ST. AUGUSTINE, Fla. -- Two beloved restaurants in St. Augustine, just miles apart, took a direct hit from Hurricane Matthew but have had very different stories in the six months following the storm.
The two restaurants, Viola’s and Matanzas Inlet, are located along A1A in Crescent Beach and the owners of each restaurant both originated from New York before opening up businesses on the First Coast.
When Hurricane Matthew hit Viola’s was one of many restaurants in St. Augustine that was flooded, unsure if they’d ever be able to recover, but thankfully their businesses is now doing better than ever.
Husband and wide Andrew and Helen Viola own the restaurant.
“When his family moved down from New York that’s when we got married, 34 years ago,” said Helen.
They’ve been in the restaurant industry since that time owning several different businesses, but this particular place is special to them.
“Our name is on this one, we said this was going to be our last one,” said Andrew.
Thriving now, just six months ago their last restaurant looked like it was on its last leg after it was flooded and their furniture was pushed out into the street.
”Everything was full of water, every drawer, it was just really devastating,” said Andrew.
The most frustrating part of Hurricane Matthew for them was when their hurricane insurance denied coverage.
“We were not covered because it was considered a storm surge, not a hurricane, and we had hurricane insurance but not flood insurance,” said Helen.
Despite that costly obstacle the community rallied around them, helping them to rebuild and eventually reopen. Now they say business is booming and they couldn’t be happier. Sadly, that’s not the story for everyone.

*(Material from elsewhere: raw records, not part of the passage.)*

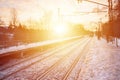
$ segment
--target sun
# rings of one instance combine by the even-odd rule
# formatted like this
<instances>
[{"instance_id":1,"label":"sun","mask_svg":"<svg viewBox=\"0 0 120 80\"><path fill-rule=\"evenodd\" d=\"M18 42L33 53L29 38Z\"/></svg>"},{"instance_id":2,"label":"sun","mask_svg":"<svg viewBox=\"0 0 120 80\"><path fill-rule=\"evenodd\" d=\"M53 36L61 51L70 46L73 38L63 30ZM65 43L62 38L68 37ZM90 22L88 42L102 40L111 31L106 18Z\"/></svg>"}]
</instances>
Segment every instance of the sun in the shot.
<instances>
[{"instance_id":1,"label":"sun","mask_svg":"<svg viewBox=\"0 0 120 80\"><path fill-rule=\"evenodd\" d=\"M65 35L68 32L67 26L59 24L53 28L53 31L57 35Z\"/></svg>"}]
</instances>

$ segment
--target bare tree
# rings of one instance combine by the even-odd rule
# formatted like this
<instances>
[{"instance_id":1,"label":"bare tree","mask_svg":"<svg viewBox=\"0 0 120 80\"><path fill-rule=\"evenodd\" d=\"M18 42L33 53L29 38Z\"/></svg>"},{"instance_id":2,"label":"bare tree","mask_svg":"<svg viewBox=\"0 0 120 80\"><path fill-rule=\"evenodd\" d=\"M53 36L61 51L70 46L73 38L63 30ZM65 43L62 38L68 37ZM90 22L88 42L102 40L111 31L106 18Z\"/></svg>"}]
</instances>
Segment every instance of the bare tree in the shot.
<instances>
[{"instance_id":1,"label":"bare tree","mask_svg":"<svg viewBox=\"0 0 120 80\"><path fill-rule=\"evenodd\" d=\"M11 17L12 17L12 21L11 21L12 25L13 25L13 27L15 27L17 24L17 11L15 8L11 9Z\"/></svg>"}]
</instances>

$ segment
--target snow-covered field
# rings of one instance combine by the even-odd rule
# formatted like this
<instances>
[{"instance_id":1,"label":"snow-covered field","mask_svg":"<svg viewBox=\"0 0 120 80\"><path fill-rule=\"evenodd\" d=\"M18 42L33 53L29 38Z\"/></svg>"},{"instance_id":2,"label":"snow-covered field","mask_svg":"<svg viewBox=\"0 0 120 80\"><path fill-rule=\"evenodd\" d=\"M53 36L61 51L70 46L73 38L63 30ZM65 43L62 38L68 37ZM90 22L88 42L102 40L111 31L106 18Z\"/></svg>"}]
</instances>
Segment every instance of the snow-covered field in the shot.
<instances>
[{"instance_id":1,"label":"snow-covered field","mask_svg":"<svg viewBox=\"0 0 120 80\"><path fill-rule=\"evenodd\" d=\"M120 80L120 47L95 40L78 80Z\"/></svg>"}]
</instances>

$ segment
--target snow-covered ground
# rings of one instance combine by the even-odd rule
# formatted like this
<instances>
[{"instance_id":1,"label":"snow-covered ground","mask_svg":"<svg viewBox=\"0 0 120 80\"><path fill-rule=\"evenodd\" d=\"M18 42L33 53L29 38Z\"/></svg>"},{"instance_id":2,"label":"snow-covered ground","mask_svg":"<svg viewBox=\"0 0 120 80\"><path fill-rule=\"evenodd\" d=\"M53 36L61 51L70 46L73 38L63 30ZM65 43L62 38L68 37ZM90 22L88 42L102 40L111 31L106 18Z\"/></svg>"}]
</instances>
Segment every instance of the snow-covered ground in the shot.
<instances>
[{"instance_id":1,"label":"snow-covered ground","mask_svg":"<svg viewBox=\"0 0 120 80\"><path fill-rule=\"evenodd\" d=\"M11 46L8 48L3 48L0 50L0 54L4 54L7 52L12 52L12 51L18 51L18 50L23 50L23 49L28 49L28 48L34 48L38 46L44 46L44 45L49 45L57 42L62 42L62 41L67 41L70 39L75 39L75 38L80 38L80 36L75 36L75 37L69 37L69 38L63 38L63 39L56 39L56 40L46 40L43 42L36 42L36 43L30 43L26 45L19 45L19 46Z\"/></svg>"},{"instance_id":2,"label":"snow-covered ground","mask_svg":"<svg viewBox=\"0 0 120 80\"><path fill-rule=\"evenodd\" d=\"M120 47L96 39L78 80L120 80Z\"/></svg>"},{"instance_id":3,"label":"snow-covered ground","mask_svg":"<svg viewBox=\"0 0 120 80\"><path fill-rule=\"evenodd\" d=\"M52 78L54 80L61 80L61 75L63 76L68 71L78 53L82 52L81 47L85 45L85 39L81 41L83 42L81 42L80 47L75 47L75 45L80 43L80 41L78 41L73 44L73 46L70 46L71 48L67 47L64 50L60 50L55 56L36 63L36 65L30 66L10 76L6 80L13 80L15 77L18 78L18 80L23 78L23 80L29 80L32 79L33 76L36 77L38 74L43 74L48 67L65 54L73 53L71 50L72 47L74 47L75 53L73 53L72 56L68 56L57 67L53 68L49 74L43 77L43 80L51 80ZM120 40L118 40L118 42L120 42ZM97 40L96 37L93 38L93 41L89 43L89 45L89 49L84 52L85 55L80 58L79 62L72 69L67 80L120 80L120 47L116 47L116 45L112 43L107 43L104 39ZM64 51L66 53L64 53Z\"/></svg>"}]
</instances>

“We have some friends down the road who weren’t able to open back up, they lost their cars, their house, their restaurant, all in the same hurricane,” said Helen.
About five miles down the road from them you’ll find that restaurant they’re talking about, Matanzas Inlet, owned by a similar couple married over thirty years. However, the owners Joan and Jerry Galasso lost everything in the hurricane and the struggle has only gotten worse.
“We come here about once a week to get our mail, and just check on it, I mean how can it get any worse?” said Joan. “It’s a debris field here. We’re in limbo. We don’t know what to do.”
The Galassos say they have tried everything to get this place back in order. But they can’t do much until FEMA gives them an answer about insurance coverage. They have contacted FEMA several times but they are still waiting for information on how they can move forward.
“We raised our family here, all the help was like family too,” said Jerry.
The Galassos have tried to clean up as they wait for answers from FEMA but every time they come to their restaurant they discover more trash or items missing. They’re worried about theft especially because this area is dangerous with broken glass covering the ground.
“We had someone from NOAA come here and tell us there was a five or six foot storm surge in the building,” said Jerry.
There are remnants from their final night of business last October but nothing of what this place used to be remains. What was once a popular restaurant with a beautiful waterfront view attracting celebrities like Kenny Chesney is now a lot full of wreckage and full of memories.
It wasn’t just the restaurant they lost, but their home and cars were flooded too.
“You know, material things aren’t important. You learn what’s important.”
They have hired a public adjuster and plan to hire an attorney. They say FEMA told them there was a light at the end of the tunnel months ago but they haven’t seen any proof of that.
The Galassos recently did an interview with the Smithsonian as well. That story will air in a few weeks. Until then, they continue to come to the restaurant they once called their second home in hopes of finding help in some way.